For months residents in Drews Court have protested against people speeding.
“It’s only a matter of time before someone is killed as the road is being treated like a racetrack even though local children cross the road on their way to school.”
MyChurchdown began a petition earlier in the year calling for an urgent review of the village roads. This was signed by over 250+ residents and handed to both the Parish & County Council. 2 Months on and we’ve not had a formal response from either.
Gloucestershire Road Safety Hub told us:
Any changes to the road network are for the Local Highways Manager to decide. In August the local police carried out speed checks around Churchdown and there is no problem with speeding.
However in a document published by Churchdown Parish Council, multiple areas were identified where speeding is a concern and where Gloucestershire County Council should take appropriate action (eg signage/engineering). This included: Springwell Gardens, Parton Road, Pirton Lane, Sandycroft Road, Marleyfield Way, Drews Court & Innsworth Lane.
One villager recently erected a speed camera, the wooden construction painted yellow was placed on Drews Court. Its creator said not enough vehicles observe the 30mph limit on the road. They continue to come off of Barrow Hill at over 50+ mph!
The man who built the camera, who did not wish to give his full name, placed the box on top of a metal post outside his house after he became fed up of speeding motorists.
He said the general consensus from villagers was positive, and he believed the deterrent had been effective.

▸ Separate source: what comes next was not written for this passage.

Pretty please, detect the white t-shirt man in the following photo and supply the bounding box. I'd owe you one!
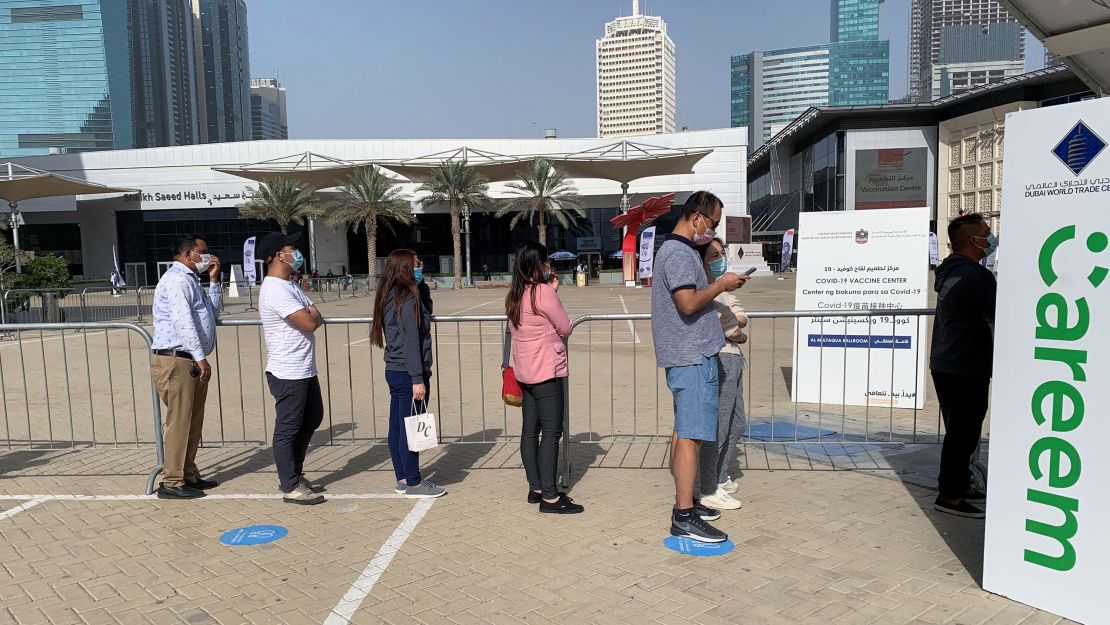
[259,275,316,380]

“The camera will stay as long as it takes to slow people down and get them used to the fact we don’t want them speeding through our village, It’s certainly done the trick and slowed them down.
The residents here tried on numerous occasions to approach Gloucestershire County Council, The local Highways manager and even Churchdown Parish Council but they weren’t interested, they won’t until there is a ‘statistic’ – or in simple terms a fatality so we’re now taking matters into our own hands.”